Checkerboard: A Simple, Effective, Efficient and Learning-free Clean Label Backdoor Attack with Low Poisoning Budget
Abstract
Backdoor attacks threaten the deep learning supply chain by poisoning a small fraction of the training data so that a model behaves normally on clean inputs but misclassifies trigger-carrying inputs to an attacker-chosen target class. Clean-label backdoor attacks are especially dangerous because poisoned samples remain label-consistent and are therefore harder to detect. Yet existing clean-label attacks typically rely on expensive optimization, surrogate-model training, or nontrivial data access. We present Checkerboard, a theoretically grounded, learning-free clean-label backdoor attack that is effective, efficient, and simple to implement.
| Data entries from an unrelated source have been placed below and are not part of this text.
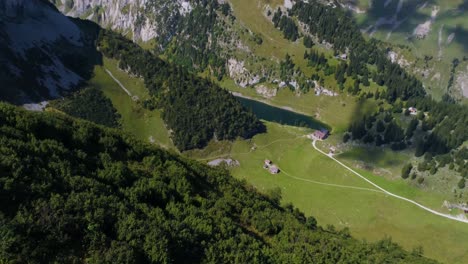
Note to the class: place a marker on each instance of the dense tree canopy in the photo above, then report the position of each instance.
(195, 109)
(89, 104)
(73, 192)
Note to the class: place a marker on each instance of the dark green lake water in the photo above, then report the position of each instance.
(281, 116)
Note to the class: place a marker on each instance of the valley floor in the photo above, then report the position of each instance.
(311, 181)
(324, 189)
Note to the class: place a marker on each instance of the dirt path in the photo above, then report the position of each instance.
(389, 193)
(329, 184)
(289, 175)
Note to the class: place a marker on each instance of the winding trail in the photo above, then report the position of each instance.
(289, 175)
(389, 193)
(329, 184)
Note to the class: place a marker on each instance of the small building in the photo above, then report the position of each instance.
(273, 169)
(321, 134)
(413, 110)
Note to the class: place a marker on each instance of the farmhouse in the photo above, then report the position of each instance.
(268, 165)
(413, 110)
(321, 134)
(274, 169)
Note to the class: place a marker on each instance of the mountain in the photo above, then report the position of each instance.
(429, 38)
(61, 56)
(89, 194)
(43, 53)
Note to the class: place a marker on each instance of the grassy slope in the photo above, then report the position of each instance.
(134, 118)
(448, 20)
(369, 215)
(336, 111)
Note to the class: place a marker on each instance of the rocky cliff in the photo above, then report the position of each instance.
(143, 19)
(39, 51)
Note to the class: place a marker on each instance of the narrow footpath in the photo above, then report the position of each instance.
(451, 217)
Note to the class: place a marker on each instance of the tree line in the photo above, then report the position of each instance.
(74, 192)
(90, 104)
(195, 109)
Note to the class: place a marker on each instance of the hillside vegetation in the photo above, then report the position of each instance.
(196, 109)
(89, 104)
(90, 194)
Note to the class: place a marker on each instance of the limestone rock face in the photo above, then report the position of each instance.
(143, 19)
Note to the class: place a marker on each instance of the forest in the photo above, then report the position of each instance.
(195, 109)
(89, 104)
(75, 192)
(446, 122)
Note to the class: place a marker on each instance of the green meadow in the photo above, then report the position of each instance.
(322, 188)
(144, 124)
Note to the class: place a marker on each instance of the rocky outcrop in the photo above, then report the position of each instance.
(240, 74)
(37, 47)
(143, 19)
From a linear separability formulation, we derive a checkerboard trigger in closed form, removing the need for surrogate-model training and trigger optimization. For texture-rich datasets, we introduce Complexity-driven Sample Selection, which uses only target-class data to improve trigger-to-background contrast by selecting low-complexity images for poisoning. Across four benchmark datasets, Checkerboard outperforms 8 baseline attacks and achieves state-of-the-art performance under low poisoning budgets. For example, on CIFAR-10, under a trigger perturbation budget of 10/255, poisoning 20 training samples achieves 99.99\% Attack Success Rate (ASR). On ImageNet-100, a poisoning rate of only 0.46\% yields over 94\% ASR without degrading clean accuracy. The proposed attack also remains effective against state-of-the-art backdoor defenses and shows strong resistance to adaptive defenses.